Vers un marché carbone flexible et mondial

Malgré des débuts difficiles liés à la crise financière de 2008 et à la sur-allocation de quotas à l’origine de la baisse générale du prix de la tonne de carbone, le marché carbone soulève de grandes espérances. Il reste un des outils les plus efficaces pour engager la transition vers une économie bas-carbone. « Efficace oui, à condition qu’il soit contrôlé par les autorités publiques pour le corriger et imposer une règlementation cohérente sur le long terme », explique Anna Creti.
Si son prix moyen reste bas en Europe, avec cinq euros la tonne, son impact environnemental est certain : en huit ans seulement, les émissions de carbone ont été réduites de 19% entre 2005 – date de mise en place du système - et 2013. Environ 1.2 milliards de tonne d’émissions de CO2 ont ainsi été évitées.

« Beaucoup de questions restent néanmoins ouvertes », reconnaît la chercheuse. « Quel est le bon périmètre géographique des marchés carbones ? Vers un prix unique du carbone à l’échelle internationale ? », sont autant d’interrogations qui devront être débattues lors la COP21.
 


Anna Creti débute sa carrière à la London School of Economics puis devient chercheur au Département d’Économie de l’École polytechnique et professeur d’économie à l’université Paris Dauphine au Laboratoire d’économie de Dauphine-Centre de Géopolitique de l’Énergie et des Matières Premières (LeDA-CGEMP).
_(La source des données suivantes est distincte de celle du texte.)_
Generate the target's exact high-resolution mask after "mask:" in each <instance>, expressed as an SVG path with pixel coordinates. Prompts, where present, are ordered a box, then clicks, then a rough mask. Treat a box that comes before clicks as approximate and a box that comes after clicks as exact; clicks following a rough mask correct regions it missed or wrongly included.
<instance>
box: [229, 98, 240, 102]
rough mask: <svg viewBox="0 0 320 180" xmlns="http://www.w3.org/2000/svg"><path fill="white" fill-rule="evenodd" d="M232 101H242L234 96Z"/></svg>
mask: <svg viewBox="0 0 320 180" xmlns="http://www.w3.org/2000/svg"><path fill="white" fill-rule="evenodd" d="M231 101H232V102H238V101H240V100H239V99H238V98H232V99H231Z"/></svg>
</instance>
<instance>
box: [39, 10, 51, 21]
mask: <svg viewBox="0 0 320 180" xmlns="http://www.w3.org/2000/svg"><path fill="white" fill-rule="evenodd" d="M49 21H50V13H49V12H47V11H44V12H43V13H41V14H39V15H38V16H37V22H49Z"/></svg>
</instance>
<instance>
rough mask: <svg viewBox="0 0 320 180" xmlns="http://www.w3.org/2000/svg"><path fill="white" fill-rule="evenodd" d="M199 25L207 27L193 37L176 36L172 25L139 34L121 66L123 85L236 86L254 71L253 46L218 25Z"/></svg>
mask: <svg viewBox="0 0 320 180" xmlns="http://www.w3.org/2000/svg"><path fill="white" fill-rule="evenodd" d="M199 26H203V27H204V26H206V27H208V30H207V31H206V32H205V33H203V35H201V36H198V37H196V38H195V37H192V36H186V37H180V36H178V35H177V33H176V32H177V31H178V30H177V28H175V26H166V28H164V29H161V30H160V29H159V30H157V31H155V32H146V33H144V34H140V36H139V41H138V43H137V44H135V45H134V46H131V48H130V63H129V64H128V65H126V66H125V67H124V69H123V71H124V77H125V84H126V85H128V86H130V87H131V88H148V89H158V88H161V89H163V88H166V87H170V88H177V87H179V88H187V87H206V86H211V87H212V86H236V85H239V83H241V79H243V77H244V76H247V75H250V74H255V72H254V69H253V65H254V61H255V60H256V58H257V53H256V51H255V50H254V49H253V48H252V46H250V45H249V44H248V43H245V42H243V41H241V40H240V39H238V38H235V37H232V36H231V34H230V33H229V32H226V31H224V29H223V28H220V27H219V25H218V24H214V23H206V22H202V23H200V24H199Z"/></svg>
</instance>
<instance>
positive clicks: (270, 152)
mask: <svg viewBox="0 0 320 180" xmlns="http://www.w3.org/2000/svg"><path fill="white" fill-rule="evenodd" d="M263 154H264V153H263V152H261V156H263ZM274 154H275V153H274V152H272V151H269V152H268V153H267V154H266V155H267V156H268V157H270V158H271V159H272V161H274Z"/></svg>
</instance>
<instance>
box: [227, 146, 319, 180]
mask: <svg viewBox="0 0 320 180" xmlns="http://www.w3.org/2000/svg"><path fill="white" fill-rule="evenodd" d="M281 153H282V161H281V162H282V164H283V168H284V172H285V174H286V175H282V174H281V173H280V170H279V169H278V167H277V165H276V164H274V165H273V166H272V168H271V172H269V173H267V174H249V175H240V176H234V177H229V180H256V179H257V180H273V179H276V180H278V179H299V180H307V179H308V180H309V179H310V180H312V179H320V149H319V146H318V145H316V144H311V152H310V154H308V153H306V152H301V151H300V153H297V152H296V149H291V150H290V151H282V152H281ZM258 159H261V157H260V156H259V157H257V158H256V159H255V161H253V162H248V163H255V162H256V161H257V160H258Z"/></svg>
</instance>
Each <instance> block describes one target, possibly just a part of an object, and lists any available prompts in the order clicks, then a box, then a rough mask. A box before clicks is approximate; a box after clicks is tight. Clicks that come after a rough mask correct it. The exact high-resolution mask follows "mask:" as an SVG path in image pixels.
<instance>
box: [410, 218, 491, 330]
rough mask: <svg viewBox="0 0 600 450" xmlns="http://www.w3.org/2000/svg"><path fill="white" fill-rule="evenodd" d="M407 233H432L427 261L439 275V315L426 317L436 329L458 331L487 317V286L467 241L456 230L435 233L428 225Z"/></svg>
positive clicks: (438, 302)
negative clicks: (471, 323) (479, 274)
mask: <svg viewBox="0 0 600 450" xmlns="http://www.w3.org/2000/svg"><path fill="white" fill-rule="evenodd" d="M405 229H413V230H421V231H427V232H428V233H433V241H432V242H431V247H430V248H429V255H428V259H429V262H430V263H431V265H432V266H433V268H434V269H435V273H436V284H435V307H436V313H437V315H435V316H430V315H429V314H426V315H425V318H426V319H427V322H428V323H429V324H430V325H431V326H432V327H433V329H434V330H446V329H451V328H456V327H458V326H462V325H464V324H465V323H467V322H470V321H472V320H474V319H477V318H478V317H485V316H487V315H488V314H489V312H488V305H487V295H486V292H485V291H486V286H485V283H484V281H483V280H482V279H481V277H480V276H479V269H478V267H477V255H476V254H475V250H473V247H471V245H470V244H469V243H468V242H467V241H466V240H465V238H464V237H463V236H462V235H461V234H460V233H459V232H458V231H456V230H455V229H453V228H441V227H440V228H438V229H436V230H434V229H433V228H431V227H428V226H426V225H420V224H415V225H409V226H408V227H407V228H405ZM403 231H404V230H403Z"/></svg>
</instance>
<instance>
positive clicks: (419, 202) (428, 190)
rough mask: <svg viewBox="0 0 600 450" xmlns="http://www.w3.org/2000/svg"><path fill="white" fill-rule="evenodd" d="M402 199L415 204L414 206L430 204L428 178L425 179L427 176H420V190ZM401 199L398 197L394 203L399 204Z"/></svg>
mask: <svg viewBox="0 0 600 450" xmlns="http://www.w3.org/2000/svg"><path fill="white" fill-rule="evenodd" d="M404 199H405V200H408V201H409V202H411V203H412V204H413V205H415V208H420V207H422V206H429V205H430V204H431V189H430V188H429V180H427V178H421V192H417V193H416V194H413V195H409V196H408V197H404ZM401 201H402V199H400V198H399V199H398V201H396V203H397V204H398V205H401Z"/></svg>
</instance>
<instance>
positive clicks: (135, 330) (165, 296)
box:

Elle est chercheur associée à l’université de Californie (UC3),Berkeley et Santa Barbara. Elle est également membre de la chaire Développement Durable de l’X en partenariat avec EDF et de la chaire des marchés européens de l’électricité de l’université Paris Dauphine.
Anna Creti s’intéresse à l’économie liée au domaine de l’énergie et du développement durable dont les marchés du carbone. Elle étudie le fonctionnement du prix carbone pour mieux comprendre son évolution. L’objectif est d’aider les politiques dans leur démarche contre le changement climatique.
Anna Creti a reçu de nombreux prix dont celui de l’université de Bocconi pour l’excellence de sa recherche (2008, 2009 et 2010). Elle travaille en collaboration avec des entreprises dont EDF et fait partie du Conseil Français de l’Énergie « Macoreconomic Effects of Energy Prices ».